A report shows that In East Palestine, Ohio, a 49-railcar pileup occurred when a Norfolk Southern cargo train derailed on February 3, 2023. Eleven of those cars discharged dangerous chemicals into the nearby region. The president hasn’t been to East Palestine despite his March announcement to reporters that he will visit the site in the future.
According to White House spokesman Jeremy Edwards, the president will visit when it would be most beneficial for them since he is still allegedly supervising a recovery effort to aid the locals.
Reports show East Palestine is located in Columbiana County, which supported former US President Donald Trump in the 2020 presidential election with a margin of almost 70%.
Jessica Conrad expressed her feelings of insignificance since the president chose not to visit the site in contrast to his September visit to Michigan when he joined the picket line alongside striking United Auto members union members. She told the NY Times that when the president willfully disregards your neighborhood, where do you go? She said she wanted to go there—where she could feel like an American worthy of help.

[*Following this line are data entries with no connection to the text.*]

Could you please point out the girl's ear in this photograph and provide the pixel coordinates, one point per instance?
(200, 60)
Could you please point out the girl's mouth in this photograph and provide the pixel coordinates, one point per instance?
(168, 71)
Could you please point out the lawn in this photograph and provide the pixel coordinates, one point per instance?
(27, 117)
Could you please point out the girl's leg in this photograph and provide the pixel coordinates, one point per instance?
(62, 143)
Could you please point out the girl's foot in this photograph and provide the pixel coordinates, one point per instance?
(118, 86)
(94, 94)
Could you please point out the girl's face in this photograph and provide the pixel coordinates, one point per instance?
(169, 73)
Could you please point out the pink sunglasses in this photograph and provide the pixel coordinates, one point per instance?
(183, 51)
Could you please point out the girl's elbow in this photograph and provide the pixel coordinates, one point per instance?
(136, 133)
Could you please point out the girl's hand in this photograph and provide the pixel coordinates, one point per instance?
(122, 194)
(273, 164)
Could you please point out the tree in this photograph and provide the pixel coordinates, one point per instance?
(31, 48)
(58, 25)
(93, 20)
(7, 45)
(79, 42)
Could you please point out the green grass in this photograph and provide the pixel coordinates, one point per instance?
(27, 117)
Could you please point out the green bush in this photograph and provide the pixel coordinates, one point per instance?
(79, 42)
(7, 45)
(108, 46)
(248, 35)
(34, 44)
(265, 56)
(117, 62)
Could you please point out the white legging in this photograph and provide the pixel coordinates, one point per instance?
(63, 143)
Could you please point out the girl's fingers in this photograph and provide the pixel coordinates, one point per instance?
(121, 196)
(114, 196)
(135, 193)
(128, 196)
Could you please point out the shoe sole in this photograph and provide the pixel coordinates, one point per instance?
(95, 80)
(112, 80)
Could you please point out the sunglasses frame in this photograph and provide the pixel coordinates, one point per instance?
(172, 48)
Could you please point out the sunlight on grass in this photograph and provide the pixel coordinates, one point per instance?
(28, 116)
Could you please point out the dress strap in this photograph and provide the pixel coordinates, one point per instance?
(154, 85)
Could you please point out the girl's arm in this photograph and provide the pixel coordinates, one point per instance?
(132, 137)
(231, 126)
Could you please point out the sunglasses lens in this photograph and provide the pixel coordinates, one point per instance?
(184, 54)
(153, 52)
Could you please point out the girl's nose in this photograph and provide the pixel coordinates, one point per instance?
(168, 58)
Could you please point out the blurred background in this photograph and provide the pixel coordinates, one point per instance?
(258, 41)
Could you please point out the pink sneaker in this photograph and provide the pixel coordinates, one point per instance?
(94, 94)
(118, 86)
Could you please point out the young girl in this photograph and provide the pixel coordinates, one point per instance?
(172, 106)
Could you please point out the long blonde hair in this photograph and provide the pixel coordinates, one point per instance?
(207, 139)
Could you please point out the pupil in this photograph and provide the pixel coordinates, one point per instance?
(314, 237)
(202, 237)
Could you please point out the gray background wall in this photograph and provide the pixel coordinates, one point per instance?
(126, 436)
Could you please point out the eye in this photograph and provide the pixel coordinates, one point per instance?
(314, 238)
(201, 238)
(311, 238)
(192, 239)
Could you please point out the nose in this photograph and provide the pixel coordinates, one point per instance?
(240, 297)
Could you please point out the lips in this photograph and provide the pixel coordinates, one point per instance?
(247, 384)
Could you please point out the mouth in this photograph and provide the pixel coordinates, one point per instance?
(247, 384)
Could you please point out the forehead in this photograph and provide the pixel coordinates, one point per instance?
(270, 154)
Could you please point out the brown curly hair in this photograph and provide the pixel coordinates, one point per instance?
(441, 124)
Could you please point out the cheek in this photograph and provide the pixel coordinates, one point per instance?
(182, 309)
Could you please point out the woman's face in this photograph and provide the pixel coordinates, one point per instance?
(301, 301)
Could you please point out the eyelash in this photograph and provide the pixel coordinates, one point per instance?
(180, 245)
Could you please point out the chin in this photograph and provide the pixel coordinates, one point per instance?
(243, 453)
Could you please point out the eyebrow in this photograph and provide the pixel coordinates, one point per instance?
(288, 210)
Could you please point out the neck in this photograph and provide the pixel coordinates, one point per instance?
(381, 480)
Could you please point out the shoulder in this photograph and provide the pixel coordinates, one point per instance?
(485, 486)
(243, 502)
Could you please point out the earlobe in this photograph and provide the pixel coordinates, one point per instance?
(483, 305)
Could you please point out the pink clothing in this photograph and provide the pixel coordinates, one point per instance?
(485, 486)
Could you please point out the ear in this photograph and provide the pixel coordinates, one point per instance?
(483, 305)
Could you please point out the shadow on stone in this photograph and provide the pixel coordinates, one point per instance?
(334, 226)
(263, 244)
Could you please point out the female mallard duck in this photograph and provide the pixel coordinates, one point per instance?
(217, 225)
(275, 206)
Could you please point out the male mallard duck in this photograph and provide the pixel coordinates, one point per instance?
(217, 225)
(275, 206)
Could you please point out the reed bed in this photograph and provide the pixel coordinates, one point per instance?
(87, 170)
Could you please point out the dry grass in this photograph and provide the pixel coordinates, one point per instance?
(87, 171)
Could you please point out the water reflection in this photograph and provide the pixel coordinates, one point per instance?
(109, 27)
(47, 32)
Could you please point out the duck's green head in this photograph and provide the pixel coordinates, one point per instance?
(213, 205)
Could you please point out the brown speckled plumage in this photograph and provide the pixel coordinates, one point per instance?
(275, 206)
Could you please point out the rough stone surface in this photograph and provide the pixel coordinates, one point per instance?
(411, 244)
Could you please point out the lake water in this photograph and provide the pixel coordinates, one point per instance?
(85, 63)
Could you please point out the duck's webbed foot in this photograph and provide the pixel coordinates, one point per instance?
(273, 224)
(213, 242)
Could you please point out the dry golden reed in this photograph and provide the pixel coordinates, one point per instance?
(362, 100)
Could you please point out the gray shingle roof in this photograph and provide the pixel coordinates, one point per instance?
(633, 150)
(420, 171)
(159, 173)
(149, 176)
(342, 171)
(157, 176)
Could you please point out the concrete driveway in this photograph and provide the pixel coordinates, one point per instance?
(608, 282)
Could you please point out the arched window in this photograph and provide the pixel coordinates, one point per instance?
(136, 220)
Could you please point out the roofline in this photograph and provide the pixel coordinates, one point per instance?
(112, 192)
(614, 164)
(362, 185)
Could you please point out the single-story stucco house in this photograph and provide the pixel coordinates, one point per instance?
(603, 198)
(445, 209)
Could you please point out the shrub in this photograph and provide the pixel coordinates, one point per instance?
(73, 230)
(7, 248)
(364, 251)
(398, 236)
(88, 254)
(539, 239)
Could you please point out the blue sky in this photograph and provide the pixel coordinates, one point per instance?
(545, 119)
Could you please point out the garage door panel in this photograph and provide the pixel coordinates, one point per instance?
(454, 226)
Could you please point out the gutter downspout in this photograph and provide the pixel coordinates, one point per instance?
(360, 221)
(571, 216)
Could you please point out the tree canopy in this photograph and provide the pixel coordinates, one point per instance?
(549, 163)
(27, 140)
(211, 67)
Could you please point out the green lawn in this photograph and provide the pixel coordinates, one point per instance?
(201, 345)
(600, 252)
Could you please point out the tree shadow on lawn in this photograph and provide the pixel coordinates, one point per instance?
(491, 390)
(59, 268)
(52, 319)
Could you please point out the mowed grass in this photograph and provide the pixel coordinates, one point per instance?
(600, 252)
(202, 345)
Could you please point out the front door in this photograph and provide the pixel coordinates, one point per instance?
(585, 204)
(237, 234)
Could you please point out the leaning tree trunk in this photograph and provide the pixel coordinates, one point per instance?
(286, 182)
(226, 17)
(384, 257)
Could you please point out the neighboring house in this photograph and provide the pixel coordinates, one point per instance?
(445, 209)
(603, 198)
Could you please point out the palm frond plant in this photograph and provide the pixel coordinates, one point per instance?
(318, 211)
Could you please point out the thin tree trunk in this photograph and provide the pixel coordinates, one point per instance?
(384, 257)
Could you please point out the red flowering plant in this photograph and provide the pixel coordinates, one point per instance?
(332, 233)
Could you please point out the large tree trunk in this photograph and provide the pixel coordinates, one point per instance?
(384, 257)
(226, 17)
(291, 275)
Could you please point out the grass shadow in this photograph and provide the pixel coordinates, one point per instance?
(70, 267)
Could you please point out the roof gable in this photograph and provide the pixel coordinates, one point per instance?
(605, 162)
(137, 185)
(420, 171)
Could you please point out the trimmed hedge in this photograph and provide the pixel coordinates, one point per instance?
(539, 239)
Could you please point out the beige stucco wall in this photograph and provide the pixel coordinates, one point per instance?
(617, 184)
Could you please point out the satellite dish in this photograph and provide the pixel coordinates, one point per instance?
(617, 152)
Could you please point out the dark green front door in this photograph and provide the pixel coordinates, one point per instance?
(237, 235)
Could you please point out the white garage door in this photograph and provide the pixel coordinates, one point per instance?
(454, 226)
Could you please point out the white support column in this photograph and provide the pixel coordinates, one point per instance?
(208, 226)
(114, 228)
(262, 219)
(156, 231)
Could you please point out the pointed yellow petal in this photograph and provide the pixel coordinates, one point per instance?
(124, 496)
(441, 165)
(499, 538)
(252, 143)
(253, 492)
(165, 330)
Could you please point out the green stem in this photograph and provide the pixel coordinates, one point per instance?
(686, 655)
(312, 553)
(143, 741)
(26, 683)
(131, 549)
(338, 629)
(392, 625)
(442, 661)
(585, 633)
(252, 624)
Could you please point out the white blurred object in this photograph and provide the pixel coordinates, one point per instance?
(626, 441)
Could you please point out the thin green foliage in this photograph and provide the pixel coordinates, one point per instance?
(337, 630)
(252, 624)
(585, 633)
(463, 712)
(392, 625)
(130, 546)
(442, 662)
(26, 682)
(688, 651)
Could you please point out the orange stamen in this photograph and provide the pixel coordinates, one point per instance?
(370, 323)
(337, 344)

Krissy Ferguson, who lives a mile from the train crash site, said she believed it was political for Biden. She believed he would have shown up if they had been a Democrat district. It bothered her.
Former President Trump went to the location in February, and unlike Biden, he brought pallets of drinking water and hygiene supplies to aid the locals.
While condemning President Joe Biden’s trip to Ukraine, citizens of East Palestine enthusiastically welcomed former President Donald Trump into the community.
Last September, the White House again affirmed that Biden would visit the site and announced an executive action to aid East Palestine. The instruction directed federal officials to test the surrounding area’s pollution every 60 days and stressed the importance of holding Norfolk Southern responsible.
Three weeks after the incident, Transportation Secretary Pete Buttigieg met with local people to address their grievances over the inadequate disaster response. He had been criticized for failing to visit sooner. Critics pointed out that Buttigieg waited nearly two weeks after the accident before releasing a statement about it.